Spiegato in maniera precisa da Bachisio Bandinu, come caratteristica di una persona (il balente) “che riesce a resistere e vivere in un ambiente povero, aspro, duro e violento”, la balentìa nasce e si sviluppa come risposta al malessere sociale dettato da alcuni fattori tipici nell’isola:
– Una geografia aspra che non dà luogo a interazioni costanti tra i pochi abitanti;
-Lacune istituzionali incolmabili, dovuta ai cambi continui di meris e barones (padroni e baroni) che facevano il bello e il cattivo tempo e, perciò, accrescevano la sfiducia verso chi stava al di sopra;
-Una serie di regole non scritte, il famoso Codice barbaricino del mondo agropastorale, che fa leva sulla vendetta come fonte sicura di giustizia quando le cose non vanno nel senso giusto.

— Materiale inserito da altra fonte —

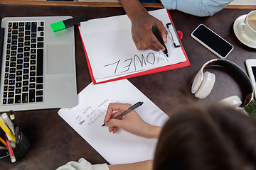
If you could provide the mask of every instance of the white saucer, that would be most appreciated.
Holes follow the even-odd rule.
[[[238,25],[245,21],[246,16],[246,14],[240,16],[235,21],[233,26],[234,32],[235,36],[244,45],[252,48],[256,48],[256,40],[252,40],[252,38],[248,38],[245,34],[240,33],[238,28]]]

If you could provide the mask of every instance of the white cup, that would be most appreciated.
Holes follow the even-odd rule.
[[[238,28],[240,33],[256,40],[256,10],[250,11],[245,21],[238,25]]]

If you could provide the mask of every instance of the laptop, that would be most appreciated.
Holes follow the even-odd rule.
[[[70,18],[1,19],[0,112],[77,105],[74,28],[50,26]]]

In pratica, la balentìa è la caratteristica dell’uomo “forte” che, avendo subito un’ingiustizia, difende il proprio onore con un altro sopruso volto a ripagarlo del danno ricevuto.
Un furto di bestiame, quindi la perdita della fonte di sussistenza di una famiglia, si ripaga con un furto equipollente, la perdita violenta di un familiare con una perdita simile eccetera.
Se poi a questo si aggiunge la mancanza di volontà di cambiare le cose quando le istituzioni sembrano distanti, ecco che la figura del balente viene quasi deificata e il suo mito ingigantito. Quando nel XVII secolo la Sardegna venne ceduta dalla Spagna al ducato di Savoia, i vari viceré che si susseguirono si resero immediatamente conto della piaga del banditismo e dei balentes. Questi, a loro volta, venivano persino protetti dalle istituzioni locali a scapito della giustizia “imposta dall’alto”, cioè straniera.
In quelle realtà sociali in cui le istituzioni latitavano e sembrava che i singoli fossero alla loro mercè, una persona che non accettava supinamente l’ambiente duro, violento e povero risultava una persona di valore, un balente.
Sfortunatamente, questi atteggiamenti hanno favorito storicamente i sospetti e l’invidia tra le persone, che spesso si trasformavano in odio profondo e rancore impedendo così la convivenza pacifica. Da qui, poi, a tensioni costanti che sfociavano in regresso sociale, malessere e delitti, il passo era alquanto breve.
Cos’è rimasto oggi?
Oggi molti adolescenti sardi, pur connessi col mondo globale grazie a internet e ai social, riproducono atteggiamenti propri di nonni e bisnonni arrivando sino a portarsi dietro la pistola in una festa di paese. Questo conferma quanto il codice barbaricino continui ad essere presente, in alcune zone, anche nella società del terzo millennio.